Meerun Mohamad Azhar, Allimant Carole, Schembri Valentina, Hermida Margaux, Latry-Kuhn Christine, Mariano-Goulart Denis, Panaro Fabrizio, Guiu Boris
Department of Radiology, St-Eloi University Hospital, Montpellier, France.
PhyMedExp, University of Montpellier, INSERM, CNRS, Department of Nuclear Medicine, CHU of Montpellier, Montpellier, France.
Hepatobiliary Surg Nutr. 2025 Jun 1;14(3):398-410. doi: 10.21037/hbsn-24-151. Epub 2024 Nov 19.
While preliminary reports on resection following downstaging using transarterial radioembolization (TARE) for intermediate or advanced hepatocellular carcinomas (HCCs) reported promising oncological outcomes, there's a notable gap in the literature concerning post operative morbidity. Contrary to post hepatectomy liver failure (PHLF), damages to the bile ducts and their potential consequences have been poorly evaluated. Thus, our aim was to explore postoperative complications in HCC patients undergoing liver resection after Y90 TARE, focusing particularly on biliary complications.
Conducted from June 2015 to December 2022, this retrospective study involved 30 HCC patients undergoing liver resection post-TARE. Comprehensive data on surgical procedures, complications, and follow-up were collected. Logistic regression analyses were conducted, starting with univariate analysis followed by multivariate analysis, focusing on variables with a significance level below P<0.2.

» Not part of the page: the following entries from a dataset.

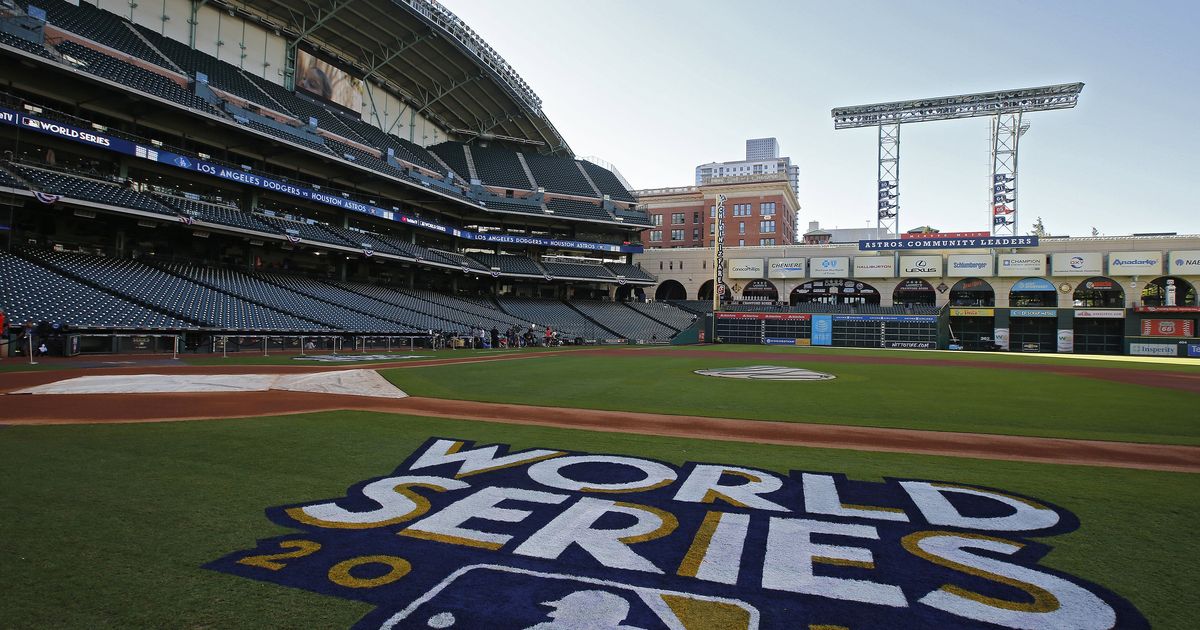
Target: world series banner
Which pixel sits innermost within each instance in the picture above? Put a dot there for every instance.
(466, 537)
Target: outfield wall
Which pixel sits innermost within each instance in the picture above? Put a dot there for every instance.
(1147, 331)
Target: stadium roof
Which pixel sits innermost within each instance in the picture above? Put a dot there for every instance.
(423, 52)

The objective response rate (ORR) in the TARE-treated area was 97% at 3 months. Survival outcomes showed a median overall survival (OS) of 5.1 years and progression-free survival (PFS) of 3.5 years post-liver resection. The study found a 40% (12 out of 30 patients) rate of severe postoperative complications and a 7% (2 out of 30 patients) 90-day mortality rate. After liver resection, grade B bile leaks occurred in 20% (6 out of 30) of patients, with a third experiencing recurrence. Biliary-specific mortality was 9%. After multivariate analysis, only the interval between TARE and surgery emerged a significant risk factor for biliary complications, showing increased odds of bile leaks if surgery occurred 3-6 months post-TARE compared to after 6 months.
This study highlights the importance of timing between TARE and surgery, suggesting a waiting period of at least 6 months. Such timing not only enhances the radiation effects of TARE but also optimizes both future liver remnant growth and patient selection.
虽然关于使用经动脉放射性栓塞术(TARE)对中晚期肝细胞癌(HCC)进行降期治疗后再行切除术的初步报告显示出了良好的肿瘤学疗效,但文献中关于术后发病率的报道存在显著空白。与肝切除术后肝衰竭(PHLF)相反,胆管损伤及其潜在后果的评估不足。因此,我们的目的是探讨接受Y90 TARE治疗后行肝切除术的HCC患者的术后并发症,尤其关注胆道并发症。
这项回顾性研究于2015年6月至2022年12月进行,纳入了30例TARE治疗后行肝切除术的HCC患者。收集了关于手术过程、并发症和随访的综合数据。进行了逻辑回归分析,先进行单因素分析,然后进行多因素分析,重点关注显著性水平低于P<0.2的变量。
TARE治疗区域在3个月时的客观缓解率(ORR)为97%。生存结果显示,肝切除术后的中位总生存期(OS)为5.1年,无进展生存期(PFS)为3.5年。研究发现严重术后并发症发生率为40%(30例患者中有12例),90天死亡率为7%(30例患者中有2例)。肝切除术后,20%(30例中有6例)的患者发生B级胆漏,其中三分之一出现复发。胆道特异性死亡率为9%。多因素分析后,只有TARE与手术之间的间隔时间成为胆道并发症的显著危险因素,表明与TARE后6个月后进行手术相比,TARE后3 - 6个月进行手术时胆漏几率增加。
本研究强调了TARE与手术之间时间安排的重要性,建议等待期至少为6个月。这样的时间安排不仅能增强TARE的放射效应,还能优化未来肝残余体积的增长和患者选择。